Best practices in code organization

“R as GIS” course

Jakub Nowosad, https://jakubnowosad.com/
Remote Sensing and Spatial Modelling Research Group, University of Münster

March, 2025

Reproduciblity spectrum

Based on: https://doi.org/10.1126/science.1213847

Reproducible/Replicable
Not only for publications!

Yes, but why?

Internal reasons:

To reproduce; To replicate
To fix/update/modify
To extend
To share
(To not repeat ourselves)

External reproduciblity:

Reproducible
Robust
Transparent
Reusable
Shareable

Story of my life

Issue: human memory
http://dx.doi.org/10.2478/quageo-2014-0005
Solution: code!

R code

library(terra)
library(supercells)
# setwd("")
s <- rast(system.file("ex/logo.tif", package = "terra"))   
sc = supercells(s, 500, compactness = 50,transform='to_LAB')
sck = kmeans(sf::st_drop_geometry(sc[4:6]), centers = 10)
plot(sf::st_geometry(sc[0]), col = sck$cluster)

Issue: working directory
Issue: code style
Issue: randomness

R code organization: a code style

Code style:

Name your objects in an understandable way, e.g., temperature = c(10, 15) vs x = c(10, 15)
Pick your naming convention, e.g., a snake case: snake_case
A proper use of spaces, e.g.

average = mean(values, na.rm = TRUE)
# vs
average=mean ( values,na.rm= TRUE )

Use a consistent code style
Some suggested code style guides exist
Some tools exist that help to keep a consistent style

R code organization: a single script

Naming of the scripts:

File names should meet three requirements: be easy (i) to read by a computer, (ii) to read by a human, (iii) to sort.
Do not use spaces in the file names

Code organization:

Attach packages at the beginning of the script
Comment your code (for yourself and others), but you do not need to explain every line of code
Specify the random number generation seed (set.seed) when necessary
Try to keep each line of code to be under 80 characters
Use relative paths over absolute paths

R code

RStudio: File > New Project > New Directory -> New Project -> …

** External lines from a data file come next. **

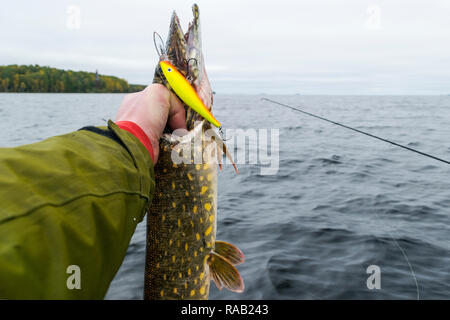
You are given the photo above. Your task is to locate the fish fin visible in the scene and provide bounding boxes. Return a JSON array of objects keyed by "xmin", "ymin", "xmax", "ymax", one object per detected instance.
[
  {"xmin": 208, "ymin": 252, "xmax": 244, "ymax": 292},
  {"xmin": 214, "ymin": 241, "xmax": 245, "ymax": 266}
]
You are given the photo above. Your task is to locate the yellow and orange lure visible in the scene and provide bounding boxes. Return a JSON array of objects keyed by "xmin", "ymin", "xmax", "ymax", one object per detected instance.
[{"xmin": 159, "ymin": 61, "xmax": 220, "ymax": 128}]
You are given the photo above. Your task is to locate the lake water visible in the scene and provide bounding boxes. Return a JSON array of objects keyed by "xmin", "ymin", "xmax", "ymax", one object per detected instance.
[{"xmin": 0, "ymin": 94, "xmax": 450, "ymax": 299}]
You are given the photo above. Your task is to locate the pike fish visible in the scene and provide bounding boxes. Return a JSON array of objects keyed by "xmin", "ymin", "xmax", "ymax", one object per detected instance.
[{"xmin": 144, "ymin": 5, "xmax": 244, "ymax": 299}]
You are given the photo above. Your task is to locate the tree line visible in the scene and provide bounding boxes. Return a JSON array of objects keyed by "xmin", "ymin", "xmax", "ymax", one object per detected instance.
[{"xmin": 0, "ymin": 65, "xmax": 145, "ymax": 93}]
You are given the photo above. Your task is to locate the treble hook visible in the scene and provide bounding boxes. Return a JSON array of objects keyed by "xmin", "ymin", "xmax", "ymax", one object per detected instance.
[
  {"xmin": 219, "ymin": 126, "xmax": 230, "ymax": 141},
  {"xmin": 153, "ymin": 31, "xmax": 166, "ymax": 57},
  {"xmin": 186, "ymin": 58, "xmax": 198, "ymax": 75}
]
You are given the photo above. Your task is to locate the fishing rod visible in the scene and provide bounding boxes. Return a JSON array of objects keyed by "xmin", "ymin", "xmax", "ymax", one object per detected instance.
[{"xmin": 261, "ymin": 98, "xmax": 450, "ymax": 164}]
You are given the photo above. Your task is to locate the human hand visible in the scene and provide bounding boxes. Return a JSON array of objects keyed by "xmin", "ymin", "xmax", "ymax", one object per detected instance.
[{"xmin": 115, "ymin": 84, "xmax": 186, "ymax": 164}]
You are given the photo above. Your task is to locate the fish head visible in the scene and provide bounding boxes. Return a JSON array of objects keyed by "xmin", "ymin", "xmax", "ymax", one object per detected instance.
[{"xmin": 153, "ymin": 4, "xmax": 213, "ymax": 132}]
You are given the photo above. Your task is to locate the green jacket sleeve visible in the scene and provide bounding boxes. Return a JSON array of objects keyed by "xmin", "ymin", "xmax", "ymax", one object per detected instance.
[{"xmin": 0, "ymin": 121, "xmax": 155, "ymax": 299}]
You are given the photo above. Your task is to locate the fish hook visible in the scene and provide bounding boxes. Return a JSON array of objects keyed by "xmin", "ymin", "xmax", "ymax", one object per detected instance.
[
  {"xmin": 153, "ymin": 31, "xmax": 166, "ymax": 57},
  {"xmin": 219, "ymin": 126, "xmax": 230, "ymax": 141},
  {"xmin": 186, "ymin": 58, "xmax": 198, "ymax": 75}
]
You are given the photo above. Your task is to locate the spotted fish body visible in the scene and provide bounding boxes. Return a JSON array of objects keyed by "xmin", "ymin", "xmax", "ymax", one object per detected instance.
[{"xmin": 144, "ymin": 5, "xmax": 244, "ymax": 299}]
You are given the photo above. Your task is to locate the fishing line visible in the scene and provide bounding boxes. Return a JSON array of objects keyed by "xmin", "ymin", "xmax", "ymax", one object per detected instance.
[{"xmin": 261, "ymin": 98, "xmax": 450, "ymax": 164}]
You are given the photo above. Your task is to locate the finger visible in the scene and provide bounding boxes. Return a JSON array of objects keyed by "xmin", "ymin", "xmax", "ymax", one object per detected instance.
[{"xmin": 168, "ymin": 93, "xmax": 186, "ymax": 130}]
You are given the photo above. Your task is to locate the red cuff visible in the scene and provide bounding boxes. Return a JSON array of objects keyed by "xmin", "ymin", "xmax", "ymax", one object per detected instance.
[{"xmin": 116, "ymin": 121, "xmax": 155, "ymax": 161}]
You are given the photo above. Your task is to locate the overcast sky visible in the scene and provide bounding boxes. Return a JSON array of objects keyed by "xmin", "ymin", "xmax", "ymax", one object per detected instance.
[{"xmin": 0, "ymin": 0, "xmax": 450, "ymax": 94}]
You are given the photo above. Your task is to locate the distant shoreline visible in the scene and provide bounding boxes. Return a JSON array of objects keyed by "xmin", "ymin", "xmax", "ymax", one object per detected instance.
[{"xmin": 0, "ymin": 65, "xmax": 146, "ymax": 93}]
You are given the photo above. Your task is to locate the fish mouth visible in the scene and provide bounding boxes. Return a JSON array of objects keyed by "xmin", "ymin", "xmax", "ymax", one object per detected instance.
[{"xmin": 153, "ymin": 4, "xmax": 213, "ymax": 132}]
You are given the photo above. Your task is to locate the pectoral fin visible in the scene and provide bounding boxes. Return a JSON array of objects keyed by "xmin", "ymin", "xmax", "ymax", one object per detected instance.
[
  {"xmin": 208, "ymin": 252, "xmax": 244, "ymax": 292},
  {"xmin": 214, "ymin": 241, "xmax": 245, "ymax": 266}
]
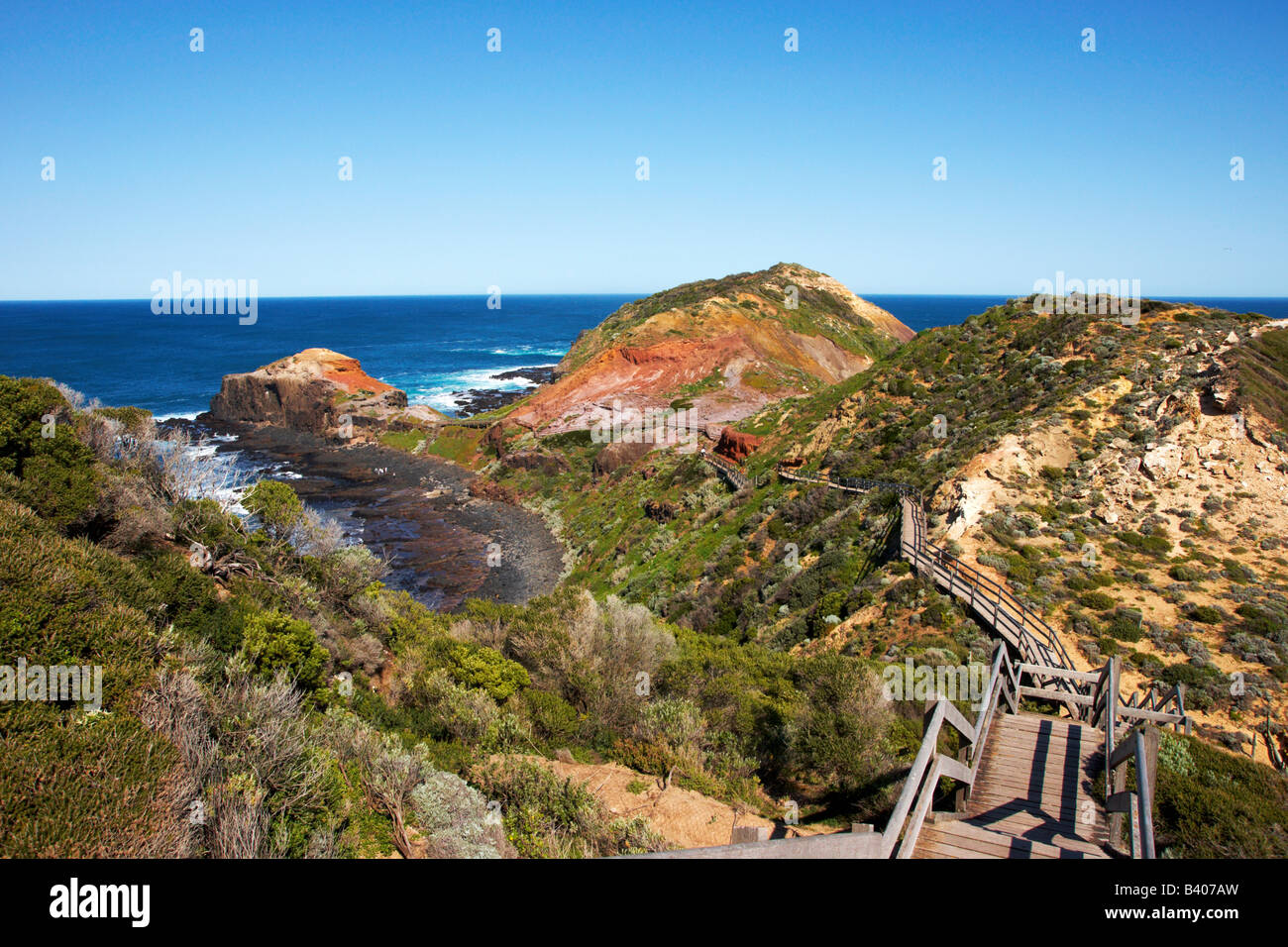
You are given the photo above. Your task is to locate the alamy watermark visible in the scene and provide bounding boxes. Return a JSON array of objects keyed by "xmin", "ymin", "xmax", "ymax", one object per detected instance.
[
  {"xmin": 1033, "ymin": 269, "xmax": 1141, "ymax": 326},
  {"xmin": 151, "ymin": 269, "xmax": 259, "ymax": 326},
  {"xmin": 0, "ymin": 657, "xmax": 103, "ymax": 710},
  {"xmin": 590, "ymin": 398, "xmax": 698, "ymax": 454},
  {"xmin": 881, "ymin": 657, "xmax": 989, "ymax": 710}
]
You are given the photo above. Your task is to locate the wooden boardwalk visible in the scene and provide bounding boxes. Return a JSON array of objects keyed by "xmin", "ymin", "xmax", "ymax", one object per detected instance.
[
  {"xmin": 638, "ymin": 464, "xmax": 1189, "ymax": 858},
  {"xmin": 913, "ymin": 714, "xmax": 1111, "ymax": 858}
]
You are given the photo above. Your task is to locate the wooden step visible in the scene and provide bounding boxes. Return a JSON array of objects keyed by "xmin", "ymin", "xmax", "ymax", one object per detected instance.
[{"xmin": 914, "ymin": 821, "xmax": 1108, "ymax": 858}]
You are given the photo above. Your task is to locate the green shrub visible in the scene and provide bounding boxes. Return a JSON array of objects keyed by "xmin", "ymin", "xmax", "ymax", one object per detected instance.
[
  {"xmin": 242, "ymin": 612, "xmax": 327, "ymax": 690},
  {"xmin": 1184, "ymin": 604, "xmax": 1224, "ymax": 625},
  {"xmin": 451, "ymin": 644, "xmax": 532, "ymax": 702},
  {"xmin": 1078, "ymin": 591, "xmax": 1117, "ymax": 612}
]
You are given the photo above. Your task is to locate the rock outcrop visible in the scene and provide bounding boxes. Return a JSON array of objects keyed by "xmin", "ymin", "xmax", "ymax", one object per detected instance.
[
  {"xmin": 210, "ymin": 349, "xmax": 407, "ymax": 437},
  {"xmin": 716, "ymin": 428, "xmax": 765, "ymax": 464}
]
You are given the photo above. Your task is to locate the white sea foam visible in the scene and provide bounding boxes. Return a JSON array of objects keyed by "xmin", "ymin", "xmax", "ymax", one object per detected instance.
[{"xmin": 406, "ymin": 365, "xmax": 542, "ymax": 411}]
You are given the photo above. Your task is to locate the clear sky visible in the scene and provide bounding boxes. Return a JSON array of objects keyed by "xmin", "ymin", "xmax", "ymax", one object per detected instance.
[{"xmin": 0, "ymin": 0, "xmax": 1288, "ymax": 299}]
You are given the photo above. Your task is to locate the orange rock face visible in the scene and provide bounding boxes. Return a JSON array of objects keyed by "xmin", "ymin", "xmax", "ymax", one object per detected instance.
[
  {"xmin": 716, "ymin": 428, "xmax": 765, "ymax": 464},
  {"xmin": 496, "ymin": 264, "xmax": 913, "ymax": 434}
]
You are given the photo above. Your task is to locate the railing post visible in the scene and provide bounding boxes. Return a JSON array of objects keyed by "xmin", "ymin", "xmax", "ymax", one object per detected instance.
[
  {"xmin": 1104, "ymin": 657, "xmax": 1134, "ymax": 844},
  {"xmin": 1136, "ymin": 725, "xmax": 1159, "ymax": 858}
]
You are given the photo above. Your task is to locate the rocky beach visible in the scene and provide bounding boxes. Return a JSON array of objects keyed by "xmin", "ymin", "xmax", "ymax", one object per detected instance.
[{"xmin": 170, "ymin": 349, "xmax": 564, "ymax": 611}]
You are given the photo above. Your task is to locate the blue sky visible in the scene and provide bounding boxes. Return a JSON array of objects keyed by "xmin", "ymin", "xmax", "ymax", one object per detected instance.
[{"xmin": 0, "ymin": 0, "xmax": 1288, "ymax": 299}]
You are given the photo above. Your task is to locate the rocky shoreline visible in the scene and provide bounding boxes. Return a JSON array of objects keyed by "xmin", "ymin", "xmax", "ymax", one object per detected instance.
[
  {"xmin": 174, "ymin": 415, "xmax": 564, "ymax": 611},
  {"xmin": 452, "ymin": 365, "xmax": 555, "ymax": 417}
]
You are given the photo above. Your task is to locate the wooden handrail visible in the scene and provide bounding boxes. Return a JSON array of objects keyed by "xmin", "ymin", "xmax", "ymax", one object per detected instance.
[
  {"xmin": 1105, "ymin": 724, "xmax": 1159, "ymax": 858},
  {"xmin": 881, "ymin": 642, "xmax": 1012, "ymax": 858}
]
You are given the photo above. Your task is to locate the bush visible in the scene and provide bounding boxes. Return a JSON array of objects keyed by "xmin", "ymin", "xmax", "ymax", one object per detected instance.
[
  {"xmin": 242, "ymin": 480, "xmax": 304, "ymax": 540},
  {"xmin": 1167, "ymin": 562, "xmax": 1203, "ymax": 582},
  {"xmin": 1078, "ymin": 591, "xmax": 1117, "ymax": 612},
  {"xmin": 242, "ymin": 612, "xmax": 327, "ymax": 690},
  {"xmin": 1185, "ymin": 604, "xmax": 1224, "ymax": 625},
  {"xmin": 451, "ymin": 644, "xmax": 531, "ymax": 702},
  {"xmin": 1154, "ymin": 733, "xmax": 1288, "ymax": 858}
]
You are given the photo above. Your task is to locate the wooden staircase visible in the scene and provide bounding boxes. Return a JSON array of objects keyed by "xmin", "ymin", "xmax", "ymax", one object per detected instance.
[
  {"xmin": 633, "ymin": 464, "xmax": 1189, "ymax": 858},
  {"xmin": 912, "ymin": 714, "xmax": 1111, "ymax": 858}
]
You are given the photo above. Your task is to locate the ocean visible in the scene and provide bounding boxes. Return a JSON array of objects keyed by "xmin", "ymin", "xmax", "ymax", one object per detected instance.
[{"xmin": 0, "ymin": 292, "xmax": 1288, "ymax": 417}]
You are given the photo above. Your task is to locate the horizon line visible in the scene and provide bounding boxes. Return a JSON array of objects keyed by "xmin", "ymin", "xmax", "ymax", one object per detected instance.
[{"xmin": 0, "ymin": 288, "xmax": 1288, "ymax": 305}]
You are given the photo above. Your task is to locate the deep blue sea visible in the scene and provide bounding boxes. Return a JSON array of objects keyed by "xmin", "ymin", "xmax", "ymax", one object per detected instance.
[{"xmin": 0, "ymin": 292, "xmax": 1288, "ymax": 417}]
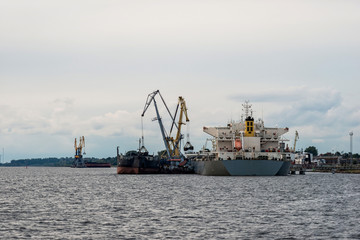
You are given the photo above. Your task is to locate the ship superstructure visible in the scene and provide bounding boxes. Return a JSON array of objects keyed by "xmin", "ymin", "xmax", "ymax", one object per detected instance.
[{"xmin": 189, "ymin": 101, "xmax": 291, "ymax": 175}]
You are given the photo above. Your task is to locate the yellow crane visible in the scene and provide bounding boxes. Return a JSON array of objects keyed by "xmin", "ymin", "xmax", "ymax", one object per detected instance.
[
  {"xmin": 168, "ymin": 96, "xmax": 193, "ymax": 157},
  {"xmin": 293, "ymin": 131, "xmax": 299, "ymax": 152},
  {"xmin": 141, "ymin": 90, "xmax": 192, "ymax": 159},
  {"xmin": 73, "ymin": 136, "xmax": 85, "ymax": 167}
]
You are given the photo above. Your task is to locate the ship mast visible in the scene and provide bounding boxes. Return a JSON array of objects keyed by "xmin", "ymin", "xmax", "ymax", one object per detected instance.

Also: clear environment + restart R

R project organization

A possible organization of the files in a project:

project  
    ├── README.md
    ├── data  
    ├── figs  
    ├── R  
    └── raw-data

Note the distinction between raw data and processed data.

{reprex}: reproducible example

Why: to ask a question; to report a bug; to fix a bug; to showcase some examples; …
Input: minimal code allowing to reproduce your problem/example (strip away everything that is not directly related to your problem)
Output: resulting runnable code + output as Markdown (including code results and plots) + (optionally) session info

{reprex}: reproducible example

Additional topics

Version control, e.g., git with GitHub or Codeberg: helps to keep track of changes in the code, to collaborate with others, and to share the code
R packages: helps to organize the code, to share the code, and to document the code
{renv}: helps to create reproducible environments for your R projects (e.g., each project has its own private library)
{targets}: creates a reproducible workflow; it skips costly runtime for tasks that are already up to date; it allows to easy parallelization of the tasks
Docker: creating containers that include all dependencies and more
CI/CD: continuous integration (CI) and continuous deployment (CD)